深夜,像是比方才更加阴冷了,寒风,在殿中呜呜咽咽的盘旋,直将人心吹的冰封一片。

江蓠陡然跪下,剖白心声道:“父亲,父亲,她救过儿子的命,她对天一宗从未有过敌意,只是,只是宗门不同,身不由己罢了。”

江芒硝走进了一步,弯下身子,双眸直直逼视于他,厉声喝道:“你放屁,没有敌意,没有敌意有仇恨,江蓠你记住,这是血仇,千年万年无法化解的血仇。”

“父亲。”江蓠心生绝望,那绝望将心狠狠咬了一口,他凄厉的喊了一声,重重磕了个头。

江芒硝双眸泛起凄然的光,他也曾年轻过,也曾怀春伤情,求而不得过,又岂能不体会谅解,可他不能流露出半分心软,毕竟一朝踏错,便是遗憾终身,遂冷冷言道:“前日,万毒宗的斑蝥宗主派了使者前来,流露出想要与我天一宗结成秦晋之好之意,言明三个月后为父的生辰,会遣他的三公子与小女儿,带着贺礼前来祝寿,彼时,你要好好招待他们二位,不可大意。”

“父亲。”江蓠再度重重磕了个头,决然的喊了一声:“父亲,儿子,儿子宁可终身不娶。”

江芒硝挑眉冷笑道:“为父并非只有你这一个儿子,宗主之位也并非只能传给你,江蓠,此事,你好好掂量着办罢,若你真的不想要这宗主之位,想弃为父和宗门于不顾,为父绝不拦着你。”

江蓠张了张口,正欲再度出言分辨甚么,却听得江芒硝苦口婆心的劝道:“江蓠,为父这宗主之位迟早都是你的,为父若是你,便会将儿女私情放在一旁,坐稳了宗主之位后,再做打算。”

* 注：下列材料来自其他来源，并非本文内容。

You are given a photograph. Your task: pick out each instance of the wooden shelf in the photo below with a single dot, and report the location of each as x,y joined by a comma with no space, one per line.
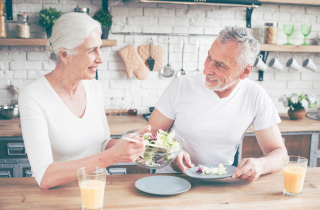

江蓠眸光闪动,他心中十分明白,这不过只是一套说辞罢了,如今他只是区区一个少宗主之位,尚且没有选择的余地,待他日真的承袭了宗主之位,天大地大宗门最大,事事皆无法随心肆意,便更无法选择,他微微垂首,以静默来回应这一切,在这死一般的寂然中,他骤然想起了当年的苏凌泉,为了程朝颜,宁可放弃掌教大人之位,宁可做一个如今籍籍无名的管家苏子,他心中竟生出一丝丝感念,如今的自己,竟也要走上那条同样的路,宁可不做宗主,也绝不去娶甚么万毒宗的小女儿。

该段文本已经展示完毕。